Some of the sights on route from the harbor to the crater

Setting foot ashore for the first time, we were not given any sort of a buffer as we wandered in search of the real Easter Island. Looming over the harbor was our first Moai, gazing beneficently over the green hills with a look of proud peace. The rest of the adjacent area had the pleasant air of a laid back tourist town. There were dive shops, souvenir stores, backpackers hospedajes and several surprisingly appealing restaurants, but they were all support structure that seemed superfluous to the real thing; the Moai. Nothing is more archetypal to Easter than these enormous ancient statues. Standing in its shadow, one cannot feel like they are anywhere else. After a lifetime of seeing it on documentaries portrayed as an amazing and remote place, we were finally here. It certainly made it feel like many of the compromises we had made over the years had ultimately been worth it, even though it was often hard to tell at the time. The kid deep within me was thrilled. We had made it to the ancestral home of the Easter Bunny.
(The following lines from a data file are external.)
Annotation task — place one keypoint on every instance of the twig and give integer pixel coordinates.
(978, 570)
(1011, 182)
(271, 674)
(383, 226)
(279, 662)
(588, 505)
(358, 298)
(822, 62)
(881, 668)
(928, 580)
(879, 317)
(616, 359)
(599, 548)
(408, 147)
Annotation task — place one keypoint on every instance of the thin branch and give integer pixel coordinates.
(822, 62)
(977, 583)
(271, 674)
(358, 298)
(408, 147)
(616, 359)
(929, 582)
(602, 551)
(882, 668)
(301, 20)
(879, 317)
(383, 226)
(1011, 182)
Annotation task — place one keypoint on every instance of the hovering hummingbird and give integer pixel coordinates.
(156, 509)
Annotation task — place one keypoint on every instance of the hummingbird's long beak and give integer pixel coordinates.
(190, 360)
After the requisite visit to the Armada to confirm our presence out their window, we started to explore the local area. This started as a brief familiarization with the village of Hanga Roa but, in the way these things do, it quickly morphed into much more.

Much of the blame was on the weather. The wind was forecast to shift in the middle of the night and Hanga Roa was not going to be safe. We needed to move to the leeward side of the island and we needed to do it today. I calculated backwards from the latest time I wanted to be dropping the anchor and came up with something like six hours for us to explore. This meant we had to make some hard choices to delay seeing some of the things we wanted until a later day, which carried the risk of turning into never if the weather didn’t cooperate. The thing we decided we just had to try to see was the ‘Orongo volcano. From the harbor, we could see a trail snaking its way up the flank to the rim. We decided we should at least try to get to the top.

It was a bit of a slog. The slope was about forty degrees, which gets a little tedious very quickly. This is not helped by the fact that Easter is still a low tree environment (the island was deforested during the Moai era). The morning sun was just about perpendicular to the slope and we were baking in a big solar oven. Stopping eased the muscle burn, but did not allow us to cool off.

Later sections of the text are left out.